30/56 Some info on exchanges impeding a user’s funds:

6102bitcoin.com/coinjoin-flagg…
31/56 And here:

medium.com/@6102bitcoin/b….
32/56 PayNym is a BIP47 implementation. This gives users a reusable public payment code without revealing any addresses or tx history. Using special encryption techniques, a combined secret key is generated between PayNym users.
33/56 A one-time fee is required to establish the on-chain connection between PayNyms. Once established, PayNyms can transact anonymously as much as they want and only the regular mining fees apply.
34/56 Stonewall is designed to use multiple I/O’s so that there is reasonable doubt as to UTXO ownership. Stonewallx2 tx’s are made between 2 peers. They split the miner fee & both gain anonymity.
35/56 To an outside observer the two tx types are indistinguishable. A Stonewall tx will have minimum 1.584 bits of entropy. A Stonewallx2 tx will have minimum 4.643 bits of entropy. These are akin to miniature CoinJoins.
36/56 Stonewall is the default postmix spending tool. They always have 4 outputs, 1 is the spend, 1 decoy & 2 change outputs are returned to the users wallet. Outside observers cannot know if these tx's were made by an individual or collaborators. These can be sent to anyone.
37/56 Stowaway is used between 2 @SamouraiWallet users, details left on the blockchain make it difficult to determine which UTXO was change & which was payment. Can only be used with the person receiving payment. Users will swap a few QR codes to make the transaction.
38/56 Here is the Stowaway tx on KTCP. 4 inputs, 2 outputs. Inputs 0, 1, & 2 were decoys and confuse the interpretation. 0.00806013 sent, 0.00802 received. 0.00004013 in miner fees.
39/56 PayJoin transactions like Stonewallx2 & Stowaway will soon be available over the Tor/Soroban comms layer, removing the need to manually scan a few QR codes between participants.
40/56 Stop & think. Anonymity achieved during Whirlpool mixes. Toxic change separated. Postmix spend Stonewall by default, minimum 3 interpretations. Collaborate with peer to gain more plausible deniability. Make every spend a CoinJoin.
41/56 Electrum enables a user to interface with a hardware wallet like @COLDCARDWallet. Download/verify. Once Indexer is finished synchronizing, Electrum can be pointed at the Dojo as it's server. I’ll do a separate thread on Electrum.
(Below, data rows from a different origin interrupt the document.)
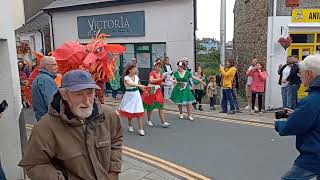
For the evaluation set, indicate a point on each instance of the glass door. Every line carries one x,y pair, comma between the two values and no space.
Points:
301,51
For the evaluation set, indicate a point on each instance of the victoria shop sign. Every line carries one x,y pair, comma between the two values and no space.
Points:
115,25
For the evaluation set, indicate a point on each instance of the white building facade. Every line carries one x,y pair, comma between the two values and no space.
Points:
148,29
10,149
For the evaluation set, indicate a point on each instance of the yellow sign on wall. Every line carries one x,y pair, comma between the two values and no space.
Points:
305,15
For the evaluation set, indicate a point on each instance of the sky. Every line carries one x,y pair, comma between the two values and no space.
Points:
208,18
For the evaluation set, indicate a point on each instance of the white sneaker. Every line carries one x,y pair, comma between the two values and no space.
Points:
165,125
141,132
149,123
130,129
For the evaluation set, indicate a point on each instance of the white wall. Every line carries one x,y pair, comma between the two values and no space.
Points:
169,21
276,56
10,148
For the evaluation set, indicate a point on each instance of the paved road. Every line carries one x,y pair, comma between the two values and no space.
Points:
219,150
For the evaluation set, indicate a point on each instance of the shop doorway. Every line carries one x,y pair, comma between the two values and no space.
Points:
301,52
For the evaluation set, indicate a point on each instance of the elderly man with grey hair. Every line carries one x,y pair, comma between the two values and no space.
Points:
304,123
44,86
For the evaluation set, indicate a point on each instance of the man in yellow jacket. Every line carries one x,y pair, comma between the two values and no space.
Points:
228,74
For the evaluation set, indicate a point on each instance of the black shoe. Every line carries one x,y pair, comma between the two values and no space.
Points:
231,112
194,106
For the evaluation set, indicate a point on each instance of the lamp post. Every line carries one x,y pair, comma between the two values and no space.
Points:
223,32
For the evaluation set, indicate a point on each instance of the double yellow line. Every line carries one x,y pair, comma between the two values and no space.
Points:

wiki.ronindojo.io/en/gui-setup/s…
42/56 Explorer provides a way to use your Dojo to feed data to a full fledged Bitcoin blockchain explorer. Copy onion URL/password from Dojo settings page, paste into Tor Browser, leave username blank, paste password, bookmark page.
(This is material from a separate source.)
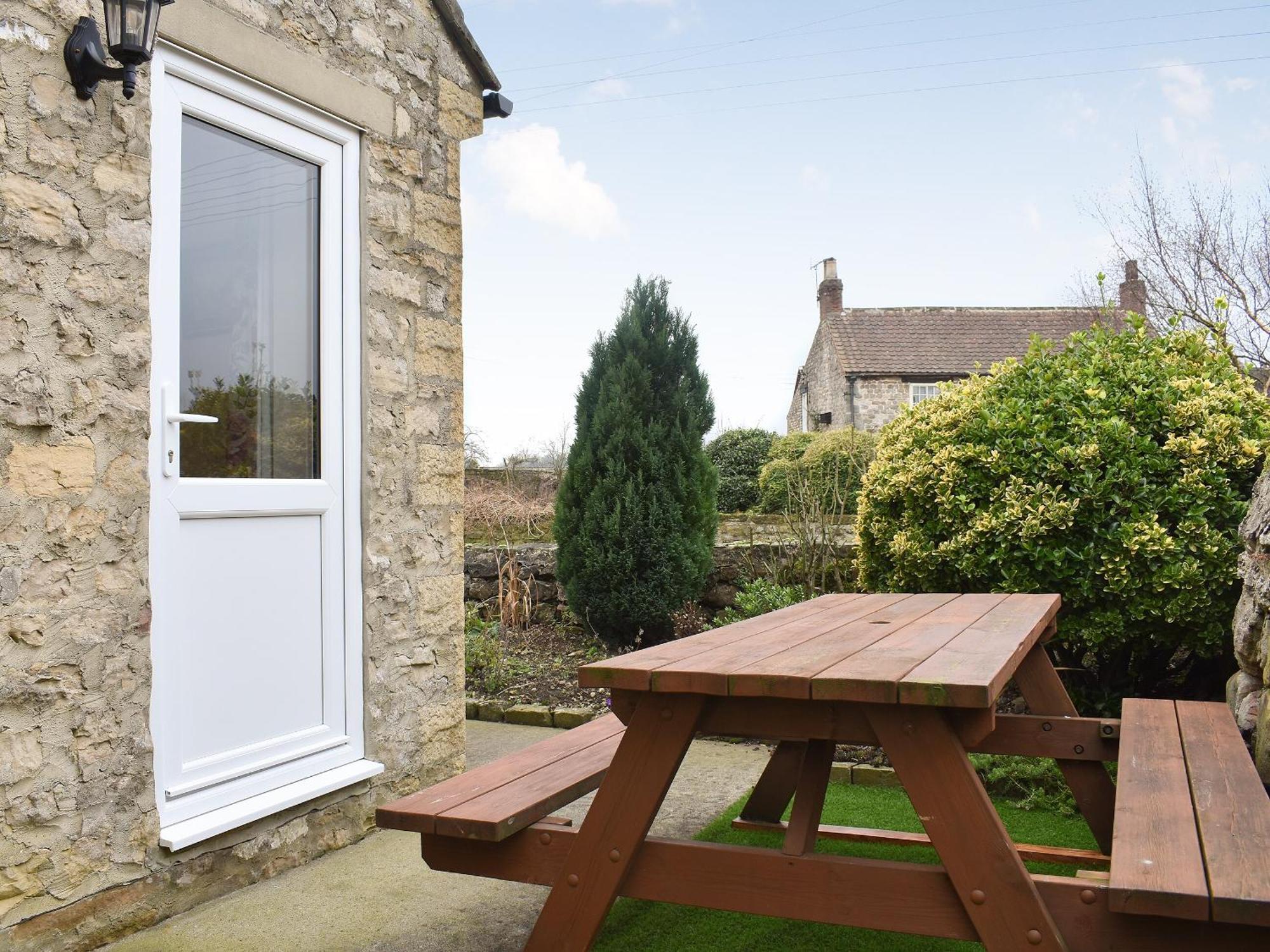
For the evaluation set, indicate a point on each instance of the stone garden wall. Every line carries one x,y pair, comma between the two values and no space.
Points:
733,565
79,855
1249,689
wiki.ronindojo.io/en/gui-setup/s…
43/56 OXT & KYCP are are free to use. They provide users with bleeding edge blockchain analysis tools to explore, learn, & verify. No personal information is requested. Simply create a username & password.

oxt.me

kycp.org/#/
44/56 There are many features & tools built into OXT, such as advanced graphs like these of a transaction where the mixed inputs were merged together. There was much activity in this tx, but it accomplishment little in terms of anonymity.
45/56 This is what a Whirlpool tx looks like. No deterministic links. No address reuse. 1,496 different ways this tx can be interpreted.
46/56 @janeygak wrote a detailed article on KYCP here:

medium.com/samourai-walle…
47/56 Stop & think. Explore the blockchain without leaking any personal information. Backed by personal full node. Ability to verify various tx interpretations. Full coin control over high entropy UTXOs. Pocket sized mixer. All from a mobile wallet.
48/56 @SamouraiWallet can sweep private keys too. Great for @OPENDIME users, which I explain in this thread:

49/56 Some notable features: Tor by default, Sentinel watch-only app, Multi-address support, Batch Spending, Scrambled PIN, & Smart Miner Fees. There is too much to list but if you start exploring you'll discover the potential this stack has.
50/56 Everything presented here has been crafted by developers dedicated to censorship resistance & privacy. People have immediate needs for these tools where ever oppressive authorities infringe on individual liberties. People are being arrested, this is not a drill.
51/56 Interested in learning more about the forces acting behind the guise of anti-money laundering in order to strip you of your rights? Check out this thread by @J9Roem & see for yourself why the work of @SamouraiWallet & @RoninDojoUI is important.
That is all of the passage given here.